I’ve been working in programmatic for eight years now, and I find the rate of its growth as the primary means of buying digital media incredible. It’s accelerating and evolving so quickly that the landscape now is hugely different to how it was when I was first introduced to the industry.
Being locked down over the last few months, I’ve had the time to reflect on those changes. And I’ve taken the chance to go back to basics, to relearn what I thought I know, and update my knowledge accordingly. And that’s what got me thinking about DSPs (demand-side platforms) and how picking the right one is essential to any digital marketing strategy.
What is a DSP?
A demand-side platform (DSP) is a piece of software that lets advertisers access and buy digital advertising inventory in an online auction. They work in exactly the same way you buy paid search and social, but DSPs usually refer to buying ads programmatically through the open-web and not a closed platform. (For more info on that, you can read our blog on programmatic trading.)
Within a DSP, you can get access to ad inventory across a variety of channels (display banners, mobile, video, audio, Digital OOH, and TV). And you also control what kinds of people you want to target, the ways you want to reach them, and the data you use to determine those factors.
So, when you’re thinking about DSPs, you’re really thinking about the big targeting questions: what demographic are you targeting? How do they behave? What makes them different? What are their interests?
How does a DSP work?
I’ve tried explaining DSPs to my friends and family countless times, with varying degrees of success. They are complicated things.
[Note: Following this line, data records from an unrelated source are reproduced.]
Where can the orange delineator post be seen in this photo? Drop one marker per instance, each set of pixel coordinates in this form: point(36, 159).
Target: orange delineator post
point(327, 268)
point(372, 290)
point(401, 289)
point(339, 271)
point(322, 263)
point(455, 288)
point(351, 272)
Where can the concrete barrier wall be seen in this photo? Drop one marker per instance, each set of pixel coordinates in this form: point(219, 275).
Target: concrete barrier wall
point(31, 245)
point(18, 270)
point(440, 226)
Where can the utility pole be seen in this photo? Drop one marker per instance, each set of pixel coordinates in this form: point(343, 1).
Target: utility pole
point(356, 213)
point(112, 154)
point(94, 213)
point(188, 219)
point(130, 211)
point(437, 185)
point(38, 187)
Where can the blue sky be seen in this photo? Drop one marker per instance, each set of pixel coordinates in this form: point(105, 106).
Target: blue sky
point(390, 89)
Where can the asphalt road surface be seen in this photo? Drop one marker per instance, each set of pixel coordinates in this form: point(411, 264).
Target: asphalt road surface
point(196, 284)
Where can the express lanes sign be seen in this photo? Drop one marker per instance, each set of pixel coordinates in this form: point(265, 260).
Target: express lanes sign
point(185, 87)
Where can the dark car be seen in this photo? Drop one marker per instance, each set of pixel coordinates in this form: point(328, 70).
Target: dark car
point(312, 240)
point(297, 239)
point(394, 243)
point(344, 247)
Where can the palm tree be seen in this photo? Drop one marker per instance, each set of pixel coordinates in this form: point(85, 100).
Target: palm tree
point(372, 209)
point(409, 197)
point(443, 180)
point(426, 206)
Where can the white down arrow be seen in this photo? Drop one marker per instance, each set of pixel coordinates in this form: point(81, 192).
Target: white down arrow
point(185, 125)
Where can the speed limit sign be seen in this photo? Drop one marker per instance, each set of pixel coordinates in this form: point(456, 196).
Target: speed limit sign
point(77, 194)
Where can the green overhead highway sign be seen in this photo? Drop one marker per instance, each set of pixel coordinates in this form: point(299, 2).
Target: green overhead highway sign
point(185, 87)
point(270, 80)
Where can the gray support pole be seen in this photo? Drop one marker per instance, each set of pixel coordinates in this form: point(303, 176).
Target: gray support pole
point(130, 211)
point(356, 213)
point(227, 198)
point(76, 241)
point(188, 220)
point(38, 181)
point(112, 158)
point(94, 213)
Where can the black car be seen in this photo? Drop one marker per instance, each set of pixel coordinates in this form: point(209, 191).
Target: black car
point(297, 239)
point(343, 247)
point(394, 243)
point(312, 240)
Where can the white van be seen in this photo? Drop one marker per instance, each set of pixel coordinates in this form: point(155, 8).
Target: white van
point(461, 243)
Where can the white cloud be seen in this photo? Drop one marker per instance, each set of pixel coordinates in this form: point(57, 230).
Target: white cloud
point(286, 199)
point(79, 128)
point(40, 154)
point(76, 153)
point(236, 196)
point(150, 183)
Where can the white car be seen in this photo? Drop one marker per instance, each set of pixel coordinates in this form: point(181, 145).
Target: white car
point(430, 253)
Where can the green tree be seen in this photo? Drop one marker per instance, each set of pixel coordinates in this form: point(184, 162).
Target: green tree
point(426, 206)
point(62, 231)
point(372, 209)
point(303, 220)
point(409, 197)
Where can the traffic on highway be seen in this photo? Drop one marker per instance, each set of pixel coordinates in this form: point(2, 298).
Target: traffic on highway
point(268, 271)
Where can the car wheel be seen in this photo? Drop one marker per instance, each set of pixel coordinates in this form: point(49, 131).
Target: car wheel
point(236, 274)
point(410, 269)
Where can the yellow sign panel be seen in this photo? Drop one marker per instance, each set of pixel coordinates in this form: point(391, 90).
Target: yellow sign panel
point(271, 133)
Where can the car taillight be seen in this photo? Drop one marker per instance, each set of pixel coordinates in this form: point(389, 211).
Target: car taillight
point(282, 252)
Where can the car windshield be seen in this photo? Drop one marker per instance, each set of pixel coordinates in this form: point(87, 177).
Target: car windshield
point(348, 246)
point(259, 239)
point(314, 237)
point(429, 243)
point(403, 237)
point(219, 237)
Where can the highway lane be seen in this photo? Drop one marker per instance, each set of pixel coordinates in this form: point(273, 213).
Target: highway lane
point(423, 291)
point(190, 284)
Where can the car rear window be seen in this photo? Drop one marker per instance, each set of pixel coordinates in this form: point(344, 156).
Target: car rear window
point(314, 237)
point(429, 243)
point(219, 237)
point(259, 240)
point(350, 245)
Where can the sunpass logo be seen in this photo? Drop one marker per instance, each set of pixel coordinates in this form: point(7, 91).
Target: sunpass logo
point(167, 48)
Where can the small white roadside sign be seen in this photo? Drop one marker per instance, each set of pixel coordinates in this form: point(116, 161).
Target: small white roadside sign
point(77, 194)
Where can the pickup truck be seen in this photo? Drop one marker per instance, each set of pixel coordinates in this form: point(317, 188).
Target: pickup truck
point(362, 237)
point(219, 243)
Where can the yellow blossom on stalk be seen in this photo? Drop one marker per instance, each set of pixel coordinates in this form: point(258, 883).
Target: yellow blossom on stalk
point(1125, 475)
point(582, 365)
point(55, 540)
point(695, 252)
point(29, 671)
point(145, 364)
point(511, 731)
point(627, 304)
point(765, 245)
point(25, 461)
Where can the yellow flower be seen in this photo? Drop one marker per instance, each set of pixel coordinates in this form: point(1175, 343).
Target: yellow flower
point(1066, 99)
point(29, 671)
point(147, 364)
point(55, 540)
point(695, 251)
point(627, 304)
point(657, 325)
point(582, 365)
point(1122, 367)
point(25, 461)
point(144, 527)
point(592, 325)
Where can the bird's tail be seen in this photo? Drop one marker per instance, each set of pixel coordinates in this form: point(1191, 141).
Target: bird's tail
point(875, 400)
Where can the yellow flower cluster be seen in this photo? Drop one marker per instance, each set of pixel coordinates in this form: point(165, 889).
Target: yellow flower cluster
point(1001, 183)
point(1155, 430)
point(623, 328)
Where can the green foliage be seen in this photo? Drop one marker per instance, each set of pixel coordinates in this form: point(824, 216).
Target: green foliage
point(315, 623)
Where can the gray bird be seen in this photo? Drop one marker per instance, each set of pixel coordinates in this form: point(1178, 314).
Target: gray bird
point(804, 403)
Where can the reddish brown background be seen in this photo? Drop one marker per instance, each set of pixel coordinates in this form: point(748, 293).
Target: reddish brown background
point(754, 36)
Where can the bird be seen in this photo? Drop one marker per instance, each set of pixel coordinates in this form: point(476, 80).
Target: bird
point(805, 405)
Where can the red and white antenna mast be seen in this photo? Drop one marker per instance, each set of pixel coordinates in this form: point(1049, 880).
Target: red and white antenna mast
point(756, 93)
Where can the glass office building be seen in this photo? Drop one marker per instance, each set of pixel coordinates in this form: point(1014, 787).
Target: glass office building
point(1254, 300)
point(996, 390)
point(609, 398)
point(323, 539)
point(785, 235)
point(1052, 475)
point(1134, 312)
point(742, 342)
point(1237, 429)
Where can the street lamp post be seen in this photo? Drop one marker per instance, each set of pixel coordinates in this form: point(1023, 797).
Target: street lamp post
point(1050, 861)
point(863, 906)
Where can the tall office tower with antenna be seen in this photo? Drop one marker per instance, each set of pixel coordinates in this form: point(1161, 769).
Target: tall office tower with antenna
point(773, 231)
But, I think the best way of explaining a DSP is to use an example of something we’re all pretty familiar with: ordering food.
In the wake of COVID-19, lots of restaurants have had to adapt their model so they can keep themselves going while still providing great meals to their customers. Food delivery apps have helped restaurants stay afloat while eating out is more difficult or impossible.
And that’s where the metaphor starts. Going to a restaurant and eating in is like traditional media buying: you go directly to the source. Just like at a restaurant, where you have a direct relationship with the owner or the staff, when you buy traditional media you deal directly with a publisher who makes a deal to show your advertising in a certain place, a certain amount of times, to certain audiences.
Then came takeaways: restaurants selling their own food through their own channels, either over the phone or online. In the media world, that’s like the expansion of the digital economy to include media giants like Facebook and Google. We call them ‘Closed Web’ environments: you can buy places to show your ad with them, but only the inventory they serve. In other words, it’s a bit more convenient than the traditional model, but you’re still limited to a single selection.
And so we come to the third way. Over the last few years, we’ve all become familiar with food delivery apps that let you access multiple restaurants all in the same place, make decisions based on quality of food, price, cuisine, time to deliver, fees, and a wide range of variables. And that’s just like a DSP. Through a single interface, you can connect with a wider range of media options than traditional media buying or dealing with one publisher at a time.
Just as with food delivery apps, where there are different apps that have exclusive access to restaurants, different offers and different choices, there are a range of DSPs that offer different possibilities with regards to customisation, access to data, networks, channels, media pricing, fees, capabilities, and so on.
So, just as some people have lots of different food apps on their phone to get exactly what they want, whereas some just stick to one, businesses also need to consider which DSP or combination of DSPs is going to work for them.
Working out what works for you
There are various factors you need to consider when choosing the right DSP for your business, but that’s going to be the topic of a whole new post.
But to give you a sense of how these things evolve, our own DSP story is one of evolution and expansion. MiQ started operating solely on the AppNexus DSP back in 2010. Over the last ten years, as we’ve grown, the number of DSPs we work with has grown too, so that by 2020, we’re operating across not just AppNexus, but Google’s DV360, Amazon Advertising Platform (AAP), The Trade Desk, and iPinYou for the Chinese market. We made the decision to expand based on our need to extend our capabilities to our clients in the market.
There is no one way or right way do choose a DSP. But hopefully you now have a better understanding of what DSPs are for, why you need them, and why you need to think carefully about which ones you work with as you step into the world of programmatic or shift what you’re already doing within that space.
Either way, there are experts out there who can help.